God, she’s got to need me. What do I do if she doesn’t?
“She needed us once upon a time. She doesn’t now, at least not in the same way. She’s almost thirty, Han. She’s been through the most grievous tragedy and come out of it a strong and wonderful woman with a heart for God. We’re going to lose her if we don’t acknowledge that she doesn’t need us. The fact is that we need her a lot more than she needs us.”
With tears in her eyes, Hannah watched Abby turn to Marsh and say something that made him laugh. Her skirt whipped in the wind like the sea grasses that grew in the dunes.
“Han, it’s about control to some degree. We want to control her.”
“We do not,” Hannah protested. How ugly that sounded. “I do not!”
“Don’t we? Think back to preaccident. We orchestrated Abby’s life. Who encouraged her to date Sam? Who encouraged her to be an elementary school teacher? Who encouraged them to settle two blocks over? Those are only some of the most blatant examples. Control.”
Abby lurched as some sand gave way under her bad leg, and Hannah gasped. Marsh grabbed Abby around the waist to steady her, keeping his arm there as they continued to walk. After a few steps, she wrapped her arm about his waist too. For a brief second she dropped her head to his shoulder.
Unbidden came the thought that Hannah had never seen Sam and Abby walking arm in arm. It was almost like she had been
Prince Philip to Sam’s Queen Elizabeth, always walking two steps behind. Hannah banished the thought as unworthy, too judgmental of Sam.
“Think about the time of the accident, Han. We lost all control. We didn’t know what was going to happen from one day to the next. The lack of order and the absence of control were as difficult for us as watching Abby in such pain.”
“Stop it, Len! Stop it. I can’t deal with any more.” Hannah felt like her heart was being torn loose.
“You’ve got to, sweetheart. We don’t have much time to correct our mistakes.”
“But he’s so wrong for her!”
“Honey, our opinion isn’t the one that counts.”
“She barely knows him.”
“Something clicks between them, Han. I could see that even in the short time I was there over the weekend. At first I was very distressed about it. But as I’ve thought about it more, I’ve come to think that it clicks on a much deeper level between her and Marsh than it ever clicked with her and Sam.” He paused. “I think it clicks more like it clicks between you and me.”
“Oh, Len.” Hannah started to cry. “I wish you were here so badly I can taste it.”
“Give me about two hours, and I’ll tuck you in.”
“What?”
“I’ve already taken the rest of the week off. I’m getting on the Blue Route in Philadelphia as we speak, heading for the Schuylkill Expressway, the Walt Whitman Bridge, and the Atlantic City Expressway. Destination: Seaside. Pack your bags, Han. I’m not tucking you in at Abby’s. I’ve made reservations for us at a motel downtown.”
M
ARSH GRINNED AS
he and Abby walked along the beach arm in arm. Who’d have thought a week ago that he’d even be walking with a woman, let alone holding her close beside him? And such a delightfully unpredictable one at that.

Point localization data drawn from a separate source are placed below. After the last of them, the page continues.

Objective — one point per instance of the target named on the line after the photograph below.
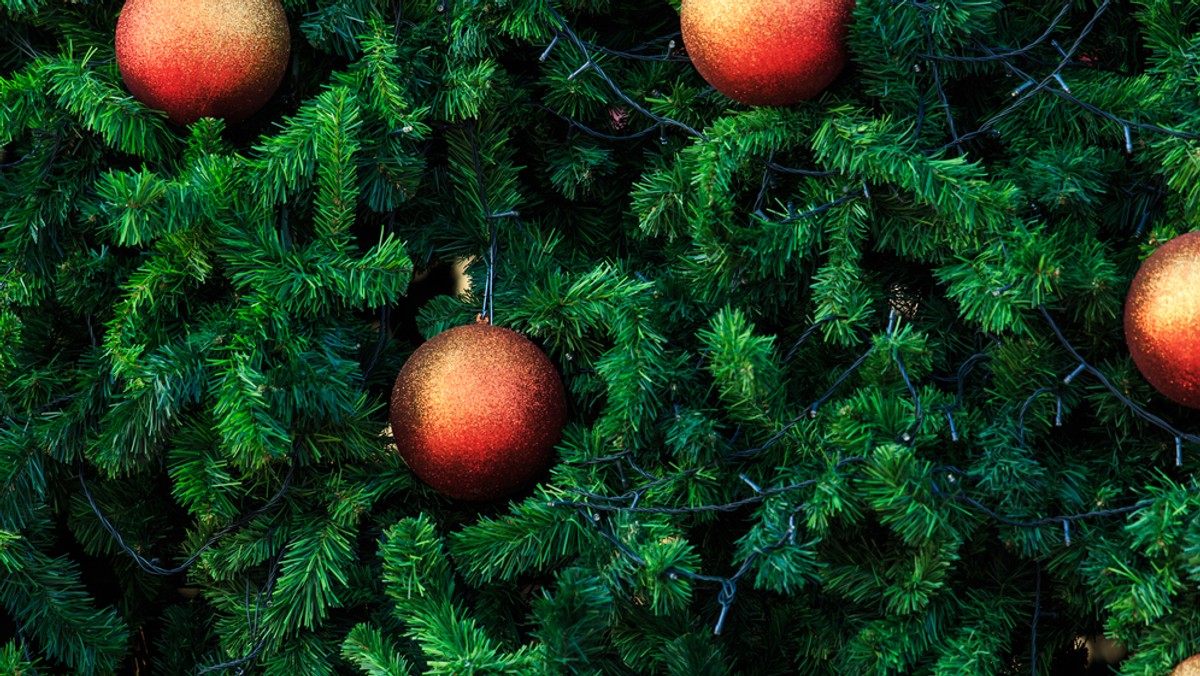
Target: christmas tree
(845, 380)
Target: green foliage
(819, 422)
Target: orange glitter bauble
(1162, 319)
(477, 412)
(1189, 666)
(767, 52)
(203, 58)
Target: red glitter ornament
(1162, 319)
(1189, 666)
(203, 58)
(477, 412)
(767, 52)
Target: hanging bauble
(1162, 319)
(1189, 666)
(477, 412)
(203, 58)
(767, 52)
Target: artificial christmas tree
(849, 388)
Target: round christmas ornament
(767, 52)
(1162, 319)
(1189, 666)
(203, 58)
(477, 412)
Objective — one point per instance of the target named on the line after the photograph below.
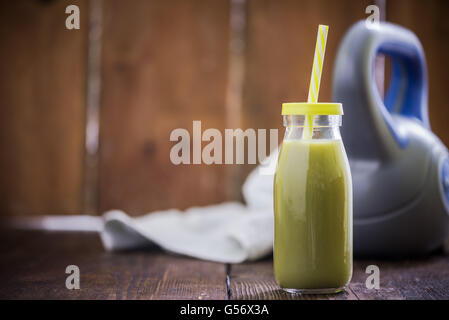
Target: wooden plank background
(228, 63)
(42, 85)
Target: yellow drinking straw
(315, 78)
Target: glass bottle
(312, 202)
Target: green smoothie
(313, 215)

Fargo pulled hard on his leash, one of those that you could lengthen or shorten as desired by pushing a button. Marsh thought of a carpenter’s measuring tape every time he clipped the lead to Fargo’s collar. Thankfully Fargo didn’t retract lickety-split like the metal ruler, though the image of the dog flying through the air at the flick of Marsh’s thumb was wonderful. Too bad he didn’t write cartoons.

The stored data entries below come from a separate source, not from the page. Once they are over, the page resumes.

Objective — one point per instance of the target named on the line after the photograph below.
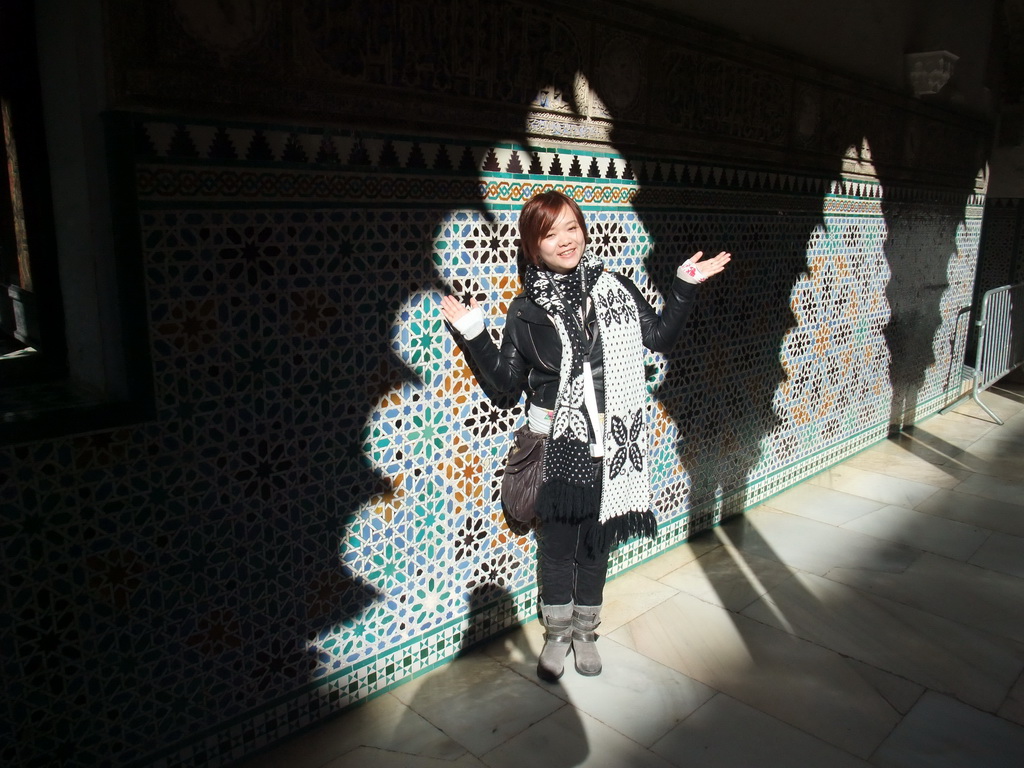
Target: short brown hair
(538, 216)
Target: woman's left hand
(711, 267)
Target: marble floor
(872, 615)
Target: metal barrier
(999, 340)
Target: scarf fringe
(563, 502)
(622, 528)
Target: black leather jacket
(530, 351)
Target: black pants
(570, 571)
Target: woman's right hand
(453, 309)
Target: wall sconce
(929, 71)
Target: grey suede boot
(557, 621)
(585, 621)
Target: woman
(574, 340)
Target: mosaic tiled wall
(312, 516)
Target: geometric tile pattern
(312, 515)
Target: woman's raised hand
(453, 309)
(711, 267)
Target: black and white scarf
(569, 488)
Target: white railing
(1000, 341)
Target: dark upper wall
(866, 39)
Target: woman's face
(561, 248)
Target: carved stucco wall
(312, 515)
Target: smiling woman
(574, 340)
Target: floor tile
(728, 577)
(824, 505)
(898, 691)
(727, 732)
(383, 723)
(478, 701)
(875, 485)
(678, 556)
(997, 488)
(637, 696)
(889, 459)
(1005, 408)
(1013, 707)
(628, 596)
(955, 540)
(952, 429)
(983, 599)
(572, 738)
(976, 510)
(994, 456)
(940, 732)
(930, 650)
(812, 546)
(798, 682)
(1003, 553)
(373, 757)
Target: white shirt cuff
(688, 271)
(471, 324)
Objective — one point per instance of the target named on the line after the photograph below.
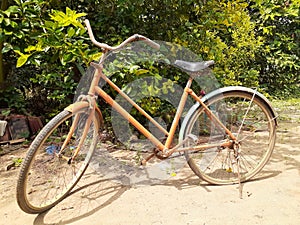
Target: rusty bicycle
(226, 137)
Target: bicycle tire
(242, 110)
(45, 179)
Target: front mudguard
(221, 91)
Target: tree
(278, 60)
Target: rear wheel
(250, 119)
(45, 179)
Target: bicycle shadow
(88, 197)
(93, 195)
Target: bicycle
(227, 136)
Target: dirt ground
(273, 197)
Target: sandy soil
(273, 197)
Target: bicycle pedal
(193, 137)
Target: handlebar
(135, 37)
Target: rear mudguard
(221, 91)
(83, 104)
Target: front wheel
(250, 118)
(45, 178)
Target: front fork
(85, 101)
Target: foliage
(49, 46)
(278, 23)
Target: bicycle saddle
(193, 67)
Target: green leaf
(71, 31)
(22, 59)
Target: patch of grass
(17, 161)
(288, 109)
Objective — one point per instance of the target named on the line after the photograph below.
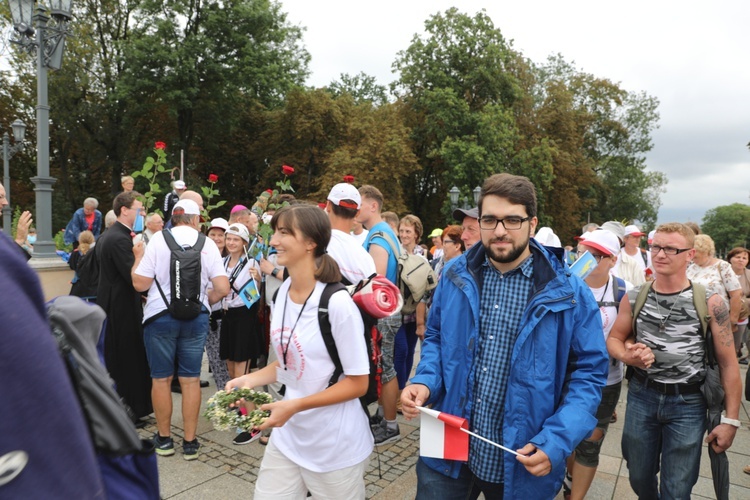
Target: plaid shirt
(504, 298)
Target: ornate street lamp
(477, 190)
(19, 130)
(35, 34)
(454, 193)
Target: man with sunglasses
(514, 345)
(666, 415)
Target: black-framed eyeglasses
(655, 249)
(489, 223)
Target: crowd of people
(532, 355)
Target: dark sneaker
(247, 437)
(190, 449)
(163, 446)
(376, 421)
(386, 435)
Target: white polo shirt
(156, 264)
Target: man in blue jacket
(513, 344)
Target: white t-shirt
(354, 261)
(232, 299)
(331, 437)
(361, 237)
(156, 264)
(608, 314)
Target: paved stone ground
(224, 470)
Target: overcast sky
(693, 57)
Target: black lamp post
(44, 36)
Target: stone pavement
(224, 470)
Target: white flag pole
(491, 442)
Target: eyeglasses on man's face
(655, 249)
(512, 223)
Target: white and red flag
(441, 436)
(446, 436)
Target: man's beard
(509, 255)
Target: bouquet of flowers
(225, 411)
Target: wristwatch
(730, 421)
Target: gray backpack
(415, 275)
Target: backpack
(618, 291)
(372, 340)
(415, 275)
(127, 463)
(185, 278)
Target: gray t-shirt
(678, 347)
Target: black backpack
(185, 278)
(372, 341)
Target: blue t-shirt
(372, 239)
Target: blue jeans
(668, 426)
(167, 338)
(403, 355)
(432, 485)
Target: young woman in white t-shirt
(322, 441)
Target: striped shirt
(504, 298)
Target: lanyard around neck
(291, 332)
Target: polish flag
(441, 435)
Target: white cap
(603, 240)
(187, 207)
(240, 230)
(545, 236)
(345, 191)
(220, 223)
(632, 230)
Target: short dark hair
(312, 222)
(517, 189)
(124, 199)
(373, 193)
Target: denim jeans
(668, 426)
(432, 485)
(166, 338)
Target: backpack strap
(324, 322)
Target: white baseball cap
(632, 230)
(603, 240)
(219, 222)
(343, 194)
(240, 230)
(187, 207)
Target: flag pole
(488, 441)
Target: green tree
(728, 226)
(362, 87)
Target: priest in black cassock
(124, 350)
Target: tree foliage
(728, 226)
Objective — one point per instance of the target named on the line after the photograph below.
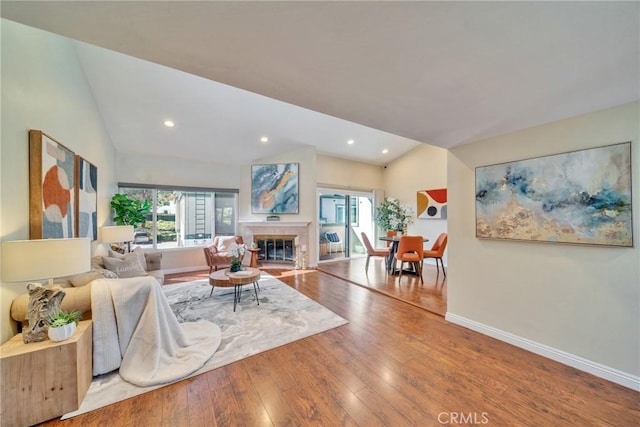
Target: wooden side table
(254, 257)
(46, 379)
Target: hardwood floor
(394, 364)
(430, 295)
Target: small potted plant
(62, 324)
(237, 252)
(391, 215)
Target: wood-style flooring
(430, 295)
(394, 364)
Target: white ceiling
(443, 73)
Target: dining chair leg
(443, 271)
(419, 270)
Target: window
(183, 216)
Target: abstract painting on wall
(274, 188)
(86, 199)
(51, 188)
(432, 204)
(581, 197)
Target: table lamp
(24, 260)
(117, 234)
(38, 259)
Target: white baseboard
(597, 369)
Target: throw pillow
(96, 263)
(136, 253)
(128, 267)
(225, 242)
(83, 279)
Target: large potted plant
(129, 211)
(391, 215)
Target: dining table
(391, 259)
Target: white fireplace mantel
(272, 224)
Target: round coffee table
(254, 257)
(226, 279)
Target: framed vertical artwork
(581, 197)
(432, 204)
(51, 188)
(274, 188)
(86, 189)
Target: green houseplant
(129, 211)
(391, 215)
(62, 324)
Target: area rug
(283, 316)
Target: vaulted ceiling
(385, 74)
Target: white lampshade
(24, 260)
(117, 233)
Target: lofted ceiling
(385, 74)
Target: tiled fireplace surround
(286, 229)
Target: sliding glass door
(342, 216)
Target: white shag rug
(283, 316)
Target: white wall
(347, 174)
(423, 168)
(581, 300)
(43, 87)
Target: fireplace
(276, 248)
(277, 239)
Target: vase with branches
(391, 215)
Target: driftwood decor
(43, 301)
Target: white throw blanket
(135, 330)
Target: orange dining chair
(437, 250)
(391, 233)
(371, 251)
(410, 250)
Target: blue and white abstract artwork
(274, 188)
(578, 197)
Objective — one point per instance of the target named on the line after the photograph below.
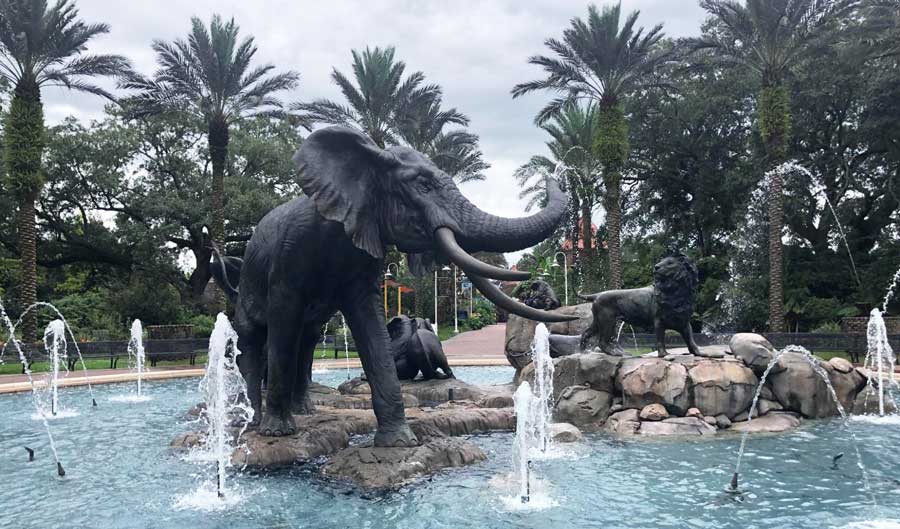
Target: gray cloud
(476, 50)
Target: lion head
(674, 279)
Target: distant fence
(815, 342)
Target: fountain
(74, 341)
(55, 345)
(346, 345)
(533, 408)
(522, 463)
(820, 371)
(225, 393)
(879, 359)
(35, 398)
(543, 388)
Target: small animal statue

Fargo didn’t like being restrained, but he couldn’t be allowed to run free. Aside from the leash laws, more and more people were on the beach. If the huge animal came bounding up to the wrong people, he’d send them screaming for help. The thought of the potential fines made Marsh shudder, to say nothing of the forwarded bills from the psychological counselors Fargo’s victims would need to see.